Situation is this. DD is nearly 16, DS is 11. Both have lived with me for the last 10 years, six of which have been about 100 miles from their mum. Contact has been pretty much alternate weekends and some school holidays.
For the last 2-3 years DD has dreaded going up for half the summer holidays. Usually because she doesn't get on with her mum that well but this time she says it has been ok so far. But her reluctance now is because she says it's too long to be away from home and her friends/BF and us. To make matters worse, some of the time their mum goes to work in the mornings and doesn't return until nearly 7pm. So kids are sat at home bored since they don't know anyone and she lives in the middle of nowhere so they can't even pop out to the shops.
So AIBU to tell DD that she doesn't have to go for long stints but she should continue with alternate weekends? Don't get me wrong, I want her to maintain contact with her mum but having seen how upset she is and how desperately unhappy she is that I don't see the value of sending her at her age if she doesn't want to go. Surely it's better to send a happy child for an alternate weekend than an upset child for week(s)?

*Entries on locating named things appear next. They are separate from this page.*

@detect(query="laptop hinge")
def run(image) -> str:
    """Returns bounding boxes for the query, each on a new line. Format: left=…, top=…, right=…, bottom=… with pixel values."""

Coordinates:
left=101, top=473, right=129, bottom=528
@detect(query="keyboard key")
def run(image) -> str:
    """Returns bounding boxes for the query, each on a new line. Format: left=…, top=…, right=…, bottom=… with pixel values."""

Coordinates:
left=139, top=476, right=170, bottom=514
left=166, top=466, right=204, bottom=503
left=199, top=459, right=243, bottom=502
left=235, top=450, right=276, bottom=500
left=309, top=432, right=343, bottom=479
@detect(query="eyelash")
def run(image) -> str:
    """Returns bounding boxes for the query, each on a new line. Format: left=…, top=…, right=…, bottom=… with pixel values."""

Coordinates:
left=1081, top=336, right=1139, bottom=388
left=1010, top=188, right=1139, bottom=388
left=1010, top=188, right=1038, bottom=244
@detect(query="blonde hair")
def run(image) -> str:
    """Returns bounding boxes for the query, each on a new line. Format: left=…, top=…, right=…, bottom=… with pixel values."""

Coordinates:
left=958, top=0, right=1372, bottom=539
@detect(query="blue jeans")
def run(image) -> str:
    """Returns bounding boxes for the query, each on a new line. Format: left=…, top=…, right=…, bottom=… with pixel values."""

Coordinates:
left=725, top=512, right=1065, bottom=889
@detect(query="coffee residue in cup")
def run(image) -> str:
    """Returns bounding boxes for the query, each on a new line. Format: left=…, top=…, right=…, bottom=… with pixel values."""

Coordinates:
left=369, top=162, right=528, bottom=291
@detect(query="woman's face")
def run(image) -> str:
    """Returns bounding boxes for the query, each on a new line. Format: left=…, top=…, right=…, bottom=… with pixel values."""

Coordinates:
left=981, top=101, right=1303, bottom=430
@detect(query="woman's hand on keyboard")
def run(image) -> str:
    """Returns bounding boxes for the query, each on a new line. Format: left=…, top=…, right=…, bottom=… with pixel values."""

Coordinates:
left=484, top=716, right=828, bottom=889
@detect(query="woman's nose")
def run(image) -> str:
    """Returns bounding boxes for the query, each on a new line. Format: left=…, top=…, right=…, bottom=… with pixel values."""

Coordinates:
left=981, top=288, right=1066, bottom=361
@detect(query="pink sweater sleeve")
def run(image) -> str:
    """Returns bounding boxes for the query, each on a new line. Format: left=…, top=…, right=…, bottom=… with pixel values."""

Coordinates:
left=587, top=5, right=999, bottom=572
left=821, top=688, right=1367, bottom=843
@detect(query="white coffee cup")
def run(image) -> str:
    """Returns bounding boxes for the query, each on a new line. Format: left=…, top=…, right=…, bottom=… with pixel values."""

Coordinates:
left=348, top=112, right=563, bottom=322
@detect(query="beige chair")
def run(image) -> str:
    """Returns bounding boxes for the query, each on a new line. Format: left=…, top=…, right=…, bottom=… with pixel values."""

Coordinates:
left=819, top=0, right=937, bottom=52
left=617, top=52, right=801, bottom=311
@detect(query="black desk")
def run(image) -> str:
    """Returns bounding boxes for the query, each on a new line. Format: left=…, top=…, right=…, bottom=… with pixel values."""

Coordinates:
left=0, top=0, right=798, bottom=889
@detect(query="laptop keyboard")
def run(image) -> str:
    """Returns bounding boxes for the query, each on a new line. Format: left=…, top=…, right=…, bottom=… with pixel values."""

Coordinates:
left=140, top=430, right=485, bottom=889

What makes matters worse is that their mum seems to be utterly incapable of maintaining any relationship with anyone. Any friends she makes never seem to last. And not one of her own family speak to her anymore, not even her own father. DD was sobbing last night because her auntie has told their mum she doesn't want to see any of them anymore due to 'differences in opinion' and DD is inconsolable that she won't see her cousins anymore and never got to say goodbye.
So DD is also feeling very guilty that by saying she doesn't want to go up as much anymore that her mum will have no-one. What really pissed me off is that apparently mum keeps telling the kids that they need to make her happy because she has no-one else. AIBU to think that the kids are not responsible for her happiness, she is!?!?! I'm happy when my kids are happy.
My stance so far has been to give DD my support but that the decision is ultimately hers. But she's also quite afraid of her mum's temper as well as desperate not to upset her and leave her 'all alone'. Do I continue to take a back seat and let things unravel or tell mum how DD really feels?
If you've made it this far then I thank you! I never meant it to be a saga.